Wednesday, March 2, 2016
THE AMERICAN EMPIRE AND THE COMING CLASS WAR --- Episode 16
SEEDS OF THE GREAT COLD WAR WERE PLANTED IN
THE 1940s
While Arabs and Israelis fought in the Middle East, the United States and the Soviet Union almost came to blows over Germany. In spring 1948, the United States and Britain took preliminary steps toward carving out a separate West German government, overcoming the reluctance of France and other Western European nations that feared a powerful, potentially remilitarized nation. Many German politicians in the western zones were also resistant to this development, fearing the severance of economic, political, and personal ties to eastern Germany.
In late June, the United States boldly and provocatively instituted currency reform in the three western sectors of occupied Berlin, which was a hundred miles inside the Soviet zone.
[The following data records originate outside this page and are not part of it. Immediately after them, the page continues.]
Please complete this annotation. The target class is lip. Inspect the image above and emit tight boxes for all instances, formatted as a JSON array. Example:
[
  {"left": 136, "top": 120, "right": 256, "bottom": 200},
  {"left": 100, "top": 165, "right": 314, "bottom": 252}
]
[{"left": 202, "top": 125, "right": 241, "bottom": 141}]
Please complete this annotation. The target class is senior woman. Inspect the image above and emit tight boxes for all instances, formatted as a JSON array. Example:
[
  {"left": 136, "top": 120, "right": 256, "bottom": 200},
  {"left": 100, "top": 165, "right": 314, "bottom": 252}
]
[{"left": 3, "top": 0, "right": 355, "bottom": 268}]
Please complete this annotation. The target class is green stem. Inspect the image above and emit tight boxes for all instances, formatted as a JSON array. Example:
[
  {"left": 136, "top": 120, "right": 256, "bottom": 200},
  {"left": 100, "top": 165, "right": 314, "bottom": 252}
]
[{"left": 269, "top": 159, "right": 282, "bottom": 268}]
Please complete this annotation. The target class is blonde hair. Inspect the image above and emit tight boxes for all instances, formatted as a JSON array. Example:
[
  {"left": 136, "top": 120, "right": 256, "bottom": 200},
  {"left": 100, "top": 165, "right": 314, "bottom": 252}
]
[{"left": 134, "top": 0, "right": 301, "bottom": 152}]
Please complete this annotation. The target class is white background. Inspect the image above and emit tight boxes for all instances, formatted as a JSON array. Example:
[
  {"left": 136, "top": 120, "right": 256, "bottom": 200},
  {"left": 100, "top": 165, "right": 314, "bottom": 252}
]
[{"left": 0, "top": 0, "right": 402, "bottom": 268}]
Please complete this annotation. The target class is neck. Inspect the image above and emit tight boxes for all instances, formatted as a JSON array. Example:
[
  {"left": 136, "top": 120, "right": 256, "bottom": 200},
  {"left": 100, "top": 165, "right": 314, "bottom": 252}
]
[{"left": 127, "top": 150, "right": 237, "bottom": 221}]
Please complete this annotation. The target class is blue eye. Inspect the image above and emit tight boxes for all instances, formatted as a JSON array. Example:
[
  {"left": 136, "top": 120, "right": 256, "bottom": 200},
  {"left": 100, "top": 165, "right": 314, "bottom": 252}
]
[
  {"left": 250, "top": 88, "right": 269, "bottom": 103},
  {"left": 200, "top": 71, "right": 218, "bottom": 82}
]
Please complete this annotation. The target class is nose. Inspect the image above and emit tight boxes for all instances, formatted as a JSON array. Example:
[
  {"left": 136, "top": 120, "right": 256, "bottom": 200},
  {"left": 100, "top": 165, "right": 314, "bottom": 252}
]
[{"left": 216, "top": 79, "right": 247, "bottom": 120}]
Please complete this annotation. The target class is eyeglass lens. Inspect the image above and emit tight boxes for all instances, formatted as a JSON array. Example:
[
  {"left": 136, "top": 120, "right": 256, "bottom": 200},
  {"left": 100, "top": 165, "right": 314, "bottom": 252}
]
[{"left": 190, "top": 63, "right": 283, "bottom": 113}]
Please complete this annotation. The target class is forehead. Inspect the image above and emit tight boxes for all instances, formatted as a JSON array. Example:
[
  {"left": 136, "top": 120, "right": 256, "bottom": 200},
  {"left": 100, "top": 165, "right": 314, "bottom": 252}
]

Seeing this as not only a major step in establishing an independent, remilitarized West German state only three years after the defeat of Hitler but as a portrayal of the U.S promise to provide desperately needed reparations from the more prosperous western zones, the Soviets cut off rail and road access to Berlin. Stalin maintained that western access had been based on wartime agreements establishing a quadripartite Allied Control Commission as the supreme authority for a unified Germany. Because the Western powers were now shattering that framework, he reasoned, they had forfeited access rights. Western observers decried the savage cruelty of the Soviets' "Berlin blockade." The commandant of the American sector of Berlin, Fran Howley, described it as a "comprehensive criminal plan to shut off the Eastern Zone of Germany from the West and to isolate completely the three Western Sectors of Berlin." It was, Howley charged, a wicked decision, the most barbarous in history since Genghis Khan." The Soviets, Western leaders screamed, were trying to starve West Berliners into submission. Images of Soviet cruelty would be seared into global consciousness --- a perception of the crisis that still persists today.
But, contrary to this widely held view, the Soviets, for all their faults, attempted nothing of the sort. They had, in fact, gone out of their way to guarantee West Berliners access to food and coal from the eastern zone or from direct Soviet provisions. In October 1948, U.S. military government intelligence analysts reported, the "road, rail and water blockade of Berlin by no means constitutes a complete economic blockade either by intent or in fact."
What people do remember, however, is that over the next eleven months, the United States airlifted 1.6 million tons of food and fuel into West Berlin to feed 2.2 million people. Truman also sent sixty presumably atomic-capable B-29s to British and German bases. He assured Forrestal that if conditions warranted it, he would approve the use of atomic weapons. "We are very close to war," he wrote in September. When Forrestal asked Kennan for his analysis of the Soviet blockade, Kennan offered the most alarming assessment : "Communist ideology and Soviet behavior clearly demonstrate that the ultimate objective of the leaders of the USSR is the domination of the world." And despite knowing the risks, the United States prolonged the crisis until it achieved both a basic law outlining the West German state and the creation in April 1949 of the North Atlantic Treaty Organization [ NATO ], which committed the United States, FOR THE FIRST TIME IN ITS HISTORY to a peacetime military alliance with Western Europe. In May 1949, having won its objectives, the United States agreed to talks over the future of Germany, and it was only then that the Soviet Union lifted the blockade, ending the most dangerous postwar confrontation to date. The United States had gambled that its atomic monopoly would enable it to achieve its goals without having to go to war, and it won.